The test should prove valuable to a team that must figure out how to move the ball against the Cardinal’s sturdy defense and slow down the Ducks’ speedy offense in consecutive weeks to stay in the national title hunt.

Jared Goff passed for 215 yards in the freshman’s first game since his school-record 504-yard performance for Cal. Daniel Lasco rushed for the only touchdown for the Golden Bears, who still haven’t beaten an FBS opponent midway through coach Sonny Dykes’ first season.

“Defensively, we played well enough at times to give us a chance to win,” Dykes said. “There’s a lot of ways we’ve got to get better, but defensively, I thought those guys improved.”

Khalfani Muhammad rushed for 63 yards for Cal, which also committed nine penalties and failed to execute in tough offensive situations.

Perkins had just 36 yards rushing while starting in place of James, who hurt his ankle in last week’s win at Utah. Simon Goines moved to left tackle and freshman Caleb Benenoch took over at right tackle on the UCLA offensive line after starting left tackle Torian White was lost for the regular season last week.

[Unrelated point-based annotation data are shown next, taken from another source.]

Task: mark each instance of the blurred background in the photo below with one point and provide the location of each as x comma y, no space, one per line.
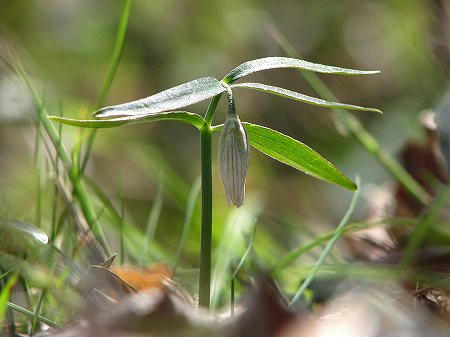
150,168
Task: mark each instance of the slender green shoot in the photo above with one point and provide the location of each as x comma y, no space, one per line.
206,225
153,218
115,59
337,234
38,309
188,214
79,191
4,296
239,266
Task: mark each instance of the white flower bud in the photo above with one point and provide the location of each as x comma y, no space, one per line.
233,159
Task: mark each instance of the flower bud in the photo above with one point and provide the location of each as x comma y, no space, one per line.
233,158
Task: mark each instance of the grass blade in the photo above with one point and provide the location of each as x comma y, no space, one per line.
188,215
354,126
115,59
79,191
239,266
426,222
339,231
300,97
153,217
4,296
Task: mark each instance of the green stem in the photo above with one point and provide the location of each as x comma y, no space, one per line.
206,229
204,287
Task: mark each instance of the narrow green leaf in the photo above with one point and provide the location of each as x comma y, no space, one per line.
170,99
296,154
323,256
181,116
4,295
29,230
300,97
286,62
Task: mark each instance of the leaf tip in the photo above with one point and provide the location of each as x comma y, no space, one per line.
352,186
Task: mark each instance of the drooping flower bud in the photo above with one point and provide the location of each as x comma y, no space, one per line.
233,156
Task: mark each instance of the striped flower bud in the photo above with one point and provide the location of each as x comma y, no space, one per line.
233,156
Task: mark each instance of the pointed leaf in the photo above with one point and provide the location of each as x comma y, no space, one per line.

The Bruins’ running game was mostly weak, but Hundley completed 13 straight passes during the first half, showing off his pocket poise to the usual gathering of NFL scouts hoping he’ll pass up his final two years of eligibility this winter.

“Thought it was all right,” offensive coordinator Noel Mazzone said of Hundley’s performance, the third-best in UCLA history. “Obviously, with that statement, you see our expectations of him.”

UCLA, which leads the FBS in penalties for the second straight season, repeatedly was slowed by flags early. Fuller still turned a short screen pass into an 18-yard TD with a romp through the secondary for the Bruins’ first touchdown, and Perkins scored from 1 yard out early in the second quarter to put UCLA up 17-0.

The Bear Raid offense had trouble early on, managing just one first down on Cal’s first five possessions. When the Bears got moving, they struggled to execute on the Bruins’ end of the field.

“It’s just something we can’t allow to happen,” Goff said of the Bears’ 4-for-17 effort on third downs. “Offensively, we got stuff going, but we could never really finish it off. The defense gave us a chance to win, and we didn’t really back them up very well.”

Cal finally responded with consecutive scoring drives aided by another batch of penalties against the Bruins.

Cassius Marsh, UCLA’s starting right defensive end, was thrown out of the game in the second quarter for an unsportsmanlike conduct penalty after he committed back-to-back offsides penalties. Lasco capped that 81-yard drive with a 6-yard TD run, and the Bears trailed just 17-10 just 2½ minutes before halftime.

But Hundley calmly engineered a 73-yard drive in just 1:50, finding Duarte right down the middle for a 27-yard score.

UCLA’s offense struggled again after halftime, but cornerback Randall Goforth’s 31-yard interception return led to another field goal. The Bruins put it away with 4:41 to play when Evans caught a short pass and sliced through the Cal defense for a 22-yard score.